My SFX and Z-1P cameras.
Over the last 57 years I've also owned several mirror-less cameras; Pentax and non-Pentax. Sometimes I use both [d]SLRs and mirror-less cameras in parallel on the same occasion for their different benefits.
I sometimes mix different viewing technologies on a camera to try to get a superset of their benefits.
I've experienced the evolution of various viewing technologies over all this time. This thread summarises their advantages and disadvantages for me.
My history:
I started with a Brownie 127.
In 1963 (while still at school) I bought a Werra 1c. It was little more than a 35mm box camera, with a decent lens and in-lens shutter and a simple optical viewfinder.
I soon had some photos taken with it published, and I won first prize in a photo competition in a weekly photographic newspaper.
Over about 7 years I used my Werra 1c in about 7 European and Scandinavian countries, mainly successfully shooting black-and-white and colour-negative film.
All I really needed was a box with a light-sensitive recording medium and a way of pointing it in the right direction.
In 1967 a friend lent me his Pentax S1A to try. I suddenly realised what I had been missing:
- Parallax-free viewing!
- [Manual] Through the lens focusing on the viewfinder screen!
About 1970 I bought two Pentax SP500s. Since then, Pentax [d]SLRs have been my main top-end cameras, giving me:
[1] Parallax-free viewing.
[2] Manual, then later automatic, focusing.
[3] Manual, then later automatic, exposure control.
My two SP500s. I still sometimes pick them up and wind-on and press the buttons!
Those three features (plus image quality) are what I typically want in my main cameras. [2] is the most important, because if it fails, the image it typically lost.
Experience with 35mm film, then Pentax FF dSLRs, tells me that full-frame is best for my more serious photography.

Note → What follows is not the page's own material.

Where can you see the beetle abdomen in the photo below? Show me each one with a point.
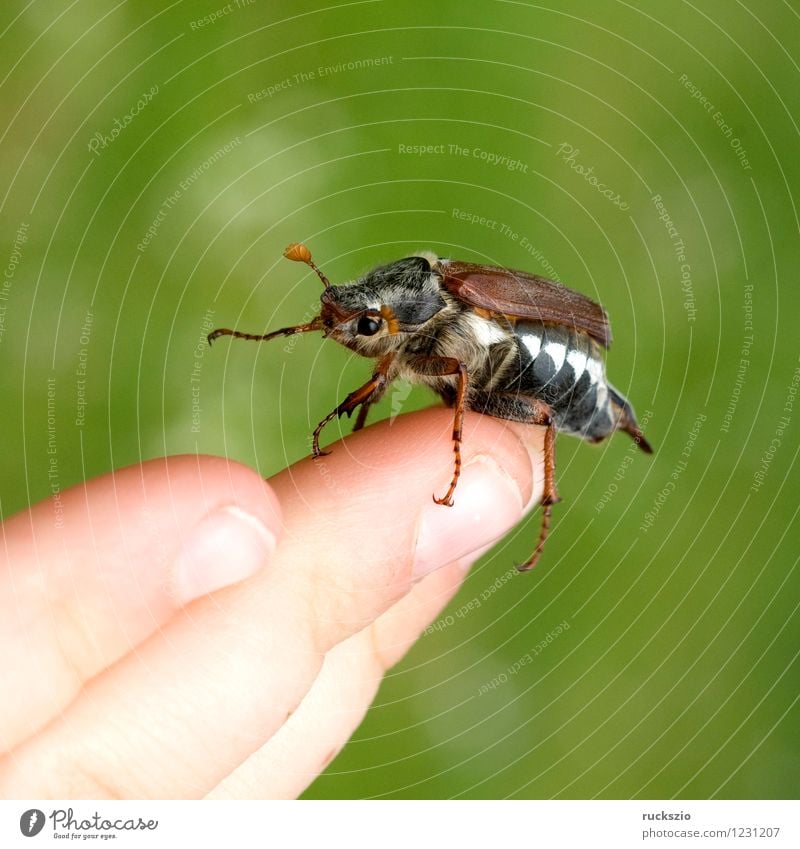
(563, 368)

My typical airshow or motor-sports or bird-in-flight kit.
I always want to have a smaller lighter camera available. So I typically have a mirror-less camera of some sort alongside my [d]SLRs. An example was a fixed-lens 35mm AF camera such as the Pentax Espio 120. From 2009 my smallish mirror-less cameras have been digital.

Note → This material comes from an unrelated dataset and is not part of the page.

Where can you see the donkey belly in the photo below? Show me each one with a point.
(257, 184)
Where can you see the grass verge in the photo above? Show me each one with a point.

Such cameras are less "imposing". (And quieter, which can be important in some situations, such as bird-photography). They are convenient as "carry around" cameras. I often use them for context setting. And if the worst happens, they provide (very limited) back-up.
I now own mirror-less Pentax Qs, Panasonics, and Ricohs. I'm comfortable with using Electronic Viewing within its limitations at the time. My current small, digital, mirror-less, "carry everywhere" camera, is the Ricoh GRIII, which I hang off my belt when outdoors.

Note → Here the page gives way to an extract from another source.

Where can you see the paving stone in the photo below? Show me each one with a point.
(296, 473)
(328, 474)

My Ricoh GRIII "carry everywhere" camera hanging on my belt.
Each of these is "a box with a light-sensitive recording medium and a way of pointing it in the right direction".
Mirror-less cameras allow better designs for wider-lenses: they can avoid the need for an "inverted telephoto" design, allowing lighter, cheaper, and potentially better quality lenses. They also avoid the need for AF Micro-adjustments.
This identifies problems introduced by the use of a mirror.
"Photography" doesn't need mirrors. Mirrors are simply one way of doing some of the preliminary actions that some of us demand in order to eventually capture an image. Mirrors introduce problems of their own!
Now consider burst-mode!
I've consistently found over years that the visual effect of mirror-flipping in burst mode has an adverse impact on my action photography. I want my future burst-mode photography not to involve mirror-flipping.
I hope this 5.2 MB video can be seen:
www.barrypearson.co.uk/top2009/downloads/00000.MTS_1.wmv
This is not a criticism of "Pentax". It is a criticism of "mirrors", whatever the brand.
I've spent time and money on two main ways to avoid this problem:
- A Red Dot Sight. (I have two of them).
- A supplementary optical viewfinder on the flash-shoe.
My first Red Dot Sight
My second Red Dot Sight
I find aligning my Red Dot Sights with the lens-axis too fiddly and error-prone. I'm unlikely to use them again.
Setting the alignment of a Red Dot Sight; in my garden, not even in the field.
Use of a supplementary viewfinder, fitted into the flash-shoe, works for aiming purposes, not for composition purposes. But when I'm (say) shooting aircraft in flight, "aiming" is what I'm doing! It is relatively easy to have an optical viewer intended for a Ricoh or Pentax-Q camera in the flash-shoe.

I've had a 50-year love-affair with Pentax [d]SLRs!
But we have become incompatible.
I've used mirror-less cameras for 57 years.
It is time for me to become mirror-free.
I'm currently gaining experience with an FF mirror-free camera.
This is "work in progress": so far, so good.
I hope to be ready for airshows on 18, 19, and 20 September.
Sooner rather than later, burst mode won't be a problem for me.